Главная мысль умной статьи Б. Сарнова «Книга, прочитанная вовремя» относится не только к книгам. Есть и знания, и открытия, и целые художественные миры, которые должны прийти вовремя, иначе получается как у меня.
Окончив ИФЛИ, окончив аспирантуру ИМЛИ, кандидат филологических наук, я в своей родной литературе продолжала быть дремучей невеждой. Мне ничего не говорили имена Ахматовой и Цветаевой, Мандельштама и Булгакова, Волошина и Ходасевича, Бердяева и Белого. Но дело не только в именах, этих и многих других. Дело и в неведомых пластах культуры.

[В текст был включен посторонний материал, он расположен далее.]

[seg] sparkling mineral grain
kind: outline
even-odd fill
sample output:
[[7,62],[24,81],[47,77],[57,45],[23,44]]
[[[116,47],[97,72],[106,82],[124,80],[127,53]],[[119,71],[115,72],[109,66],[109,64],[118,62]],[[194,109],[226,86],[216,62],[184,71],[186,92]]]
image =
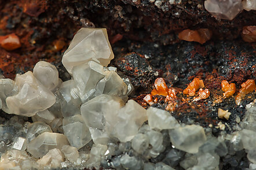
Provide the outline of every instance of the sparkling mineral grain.
[[70,145],[66,136],[61,134],[44,132],[32,140],[27,150],[36,158],[42,158],[53,149],[61,149],[64,145]]
[[54,90],[58,84],[58,72],[52,64],[41,61],[38,62],[33,69],[33,74],[45,87]]
[[246,42],[256,42],[256,26],[244,27],[241,35],[243,39]]
[[19,92],[6,98],[11,112],[24,116],[32,116],[37,112],[50,108],[55,103],[55,96],[45,87],[29,71],[17,75],[15,82]]
[[6,36],[0,36],[0,45],[7,50],[13,50],[21,46],[20,39],[13,33]]
[[70,73],[74,66],[98,59],[107,66],[114,58],[105,28],[82,28],[74,36],[65,51],[62,63]]
[[170,130],[171,143],[177,149],[190,153],[196,153],[206,141],[203,128],[197,125],[187,125]]
[[244,9],[247,11],[256,10],[256,1],[255,0],[244,0],[242,3]]
[[50,150],[46,155],[37,161],[37,162],[43,166],[49,166],[50,168],[57,168],[64,160],[63,154],[60,149],[55,148]]
[[92,139],[89,128],[80,114],[64,118],[63,128],[70,145],[78,149],[85,146]]
[[200,28],[197,30],[186,29],[178,34],[178,38],[203,44],[211,39],[212,34],[211,31],[207,28]]
[[241,0],[207,0],[204,8],[214,17],[230,20],[243,10]]
[[13,80],[9,79],[0,79],[0,98],[2,101],[2,110],[5,113],[12,113],[6,105],[6,99],[8,97],[18,93],[18,87]]
[[166,110],[150,107],[147,110],[148,125],[152,129],[173,129],[179,127],[178,121]]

К счастью, мои прежние представления, видимо, еще не успели склеротизироваться. Еще сохранилась восприимчивость, разумеется, в гораздо меньшей степени, чем в нормальной юности.

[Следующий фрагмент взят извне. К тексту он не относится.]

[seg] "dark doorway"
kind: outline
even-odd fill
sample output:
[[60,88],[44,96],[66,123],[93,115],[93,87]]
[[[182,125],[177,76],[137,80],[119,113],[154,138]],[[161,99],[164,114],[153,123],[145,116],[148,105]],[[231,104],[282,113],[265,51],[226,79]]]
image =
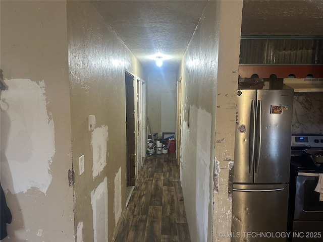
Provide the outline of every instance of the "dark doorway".
[[127,186],[135,184],[135,137],[134,77],[126,72],[126,123]]

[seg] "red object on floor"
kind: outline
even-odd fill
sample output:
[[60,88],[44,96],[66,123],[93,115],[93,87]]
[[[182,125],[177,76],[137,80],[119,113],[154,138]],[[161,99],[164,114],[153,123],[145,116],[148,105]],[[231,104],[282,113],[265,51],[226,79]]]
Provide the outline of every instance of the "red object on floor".
[[168,149],[168,153],[174,153],[176,151],[176,140],[168,140],[166,141],[166,145],[168,146],[168,143],[171,142],[170,148]]

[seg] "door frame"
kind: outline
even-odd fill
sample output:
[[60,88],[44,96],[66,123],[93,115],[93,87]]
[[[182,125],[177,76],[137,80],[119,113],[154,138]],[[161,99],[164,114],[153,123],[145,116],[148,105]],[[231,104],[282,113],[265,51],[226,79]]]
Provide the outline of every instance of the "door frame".
[[140,171],[146,156],[147,140],[146,114],[146,82],[137,76],[137,116],[138,116],[138,170]]
[[126,101],[126,154],[127,186],[135,186],[137,180],[136,82],[133,75],[125,72]]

Я хотела узнать, жадно искала, и рукописи текли в наш дом, перепечатывались, мы делились с друзьями.
…Лето 1963 года. Познакомились с Гансом Магнусом Энценсбергером, привезли его в Жуковку. Он спросил о Цветаевой. Достали черный портфель, в нем еще умещалась новая (старая) непечатная поэзия. Прочитали ему.

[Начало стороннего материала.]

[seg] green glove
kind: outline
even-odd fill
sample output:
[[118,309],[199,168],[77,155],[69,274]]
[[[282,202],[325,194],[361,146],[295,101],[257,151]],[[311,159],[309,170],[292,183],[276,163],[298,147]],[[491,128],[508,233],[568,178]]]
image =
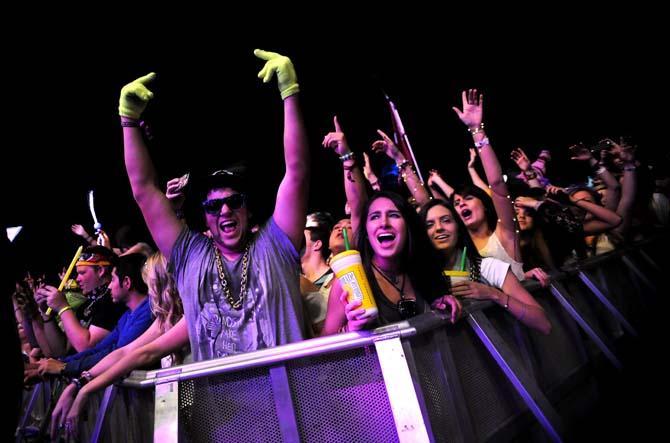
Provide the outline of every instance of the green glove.
[[263,69],[258,73],[258,78],[262,78],[263,83],[269,82],[272,74],[277,72],[277,83],[282,99],[300,92],[298,77],[295,75],[295,69],[293,69],[290,58],[262,49],[255,49],[254,55],[262,60],[267,60]]
[[152,72],[133,80],[121,88],[121,97],[119,98],[119,115],[139,119],[142,112],[147,107],[149,100],[154,98],[154,93],[146,87],[156,78],[156,73]]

— Это у вас так хранится?!
— Да. Пока…
Сейчас на полках стоят томики стихов, изданных у нас, много иностранных изданий. Совсем недавно я видела толстые тетради, где стихи Цветаевой переписаны от руки.
Открывались погруженные в небытие острова, континенты, материки прозы и поэзии. Некоторые из рукописей становились книгами. Новое знание рождало и новое отношение к миру.
У Н. Я. Мандельштам в первой книге есть такой эпизод: она в 1949 году встречается в Ташкенте с заведующей кабинетом марксизма, старой большевичкой. «И ее и моя литература были тогда в подполье. Моя теперь — после 1956 года — еще почти не изданная, вернулась к людям. Вернется ли когда-нибудь ее литература?»
Для меня литература, о которой говорила Н. Я., не возвращалась, а возникала вновь. Прорывалась в меня, не без сопротивления, сначала мирно сосуществовала с той литературой, на которой я была воспитана, а потом начала ее отодвигать. Входила сначала как художественное обогащение, как новая эстетика. А позже стала новой этикой, стала не просто отрицанием моей литературы, но и отрицанием прежнего мира.
В сентябре 1935 года к нам, студентам первого курса ИФЛИ, Эренбург привел Андре Мальро. И французский писатель спросил: — А вы помните строки Пастернака: «В тот день всю тебя от гребенок до ног…»? Ни один человек не поднялся — все молчали. Может быть, и стеснялись.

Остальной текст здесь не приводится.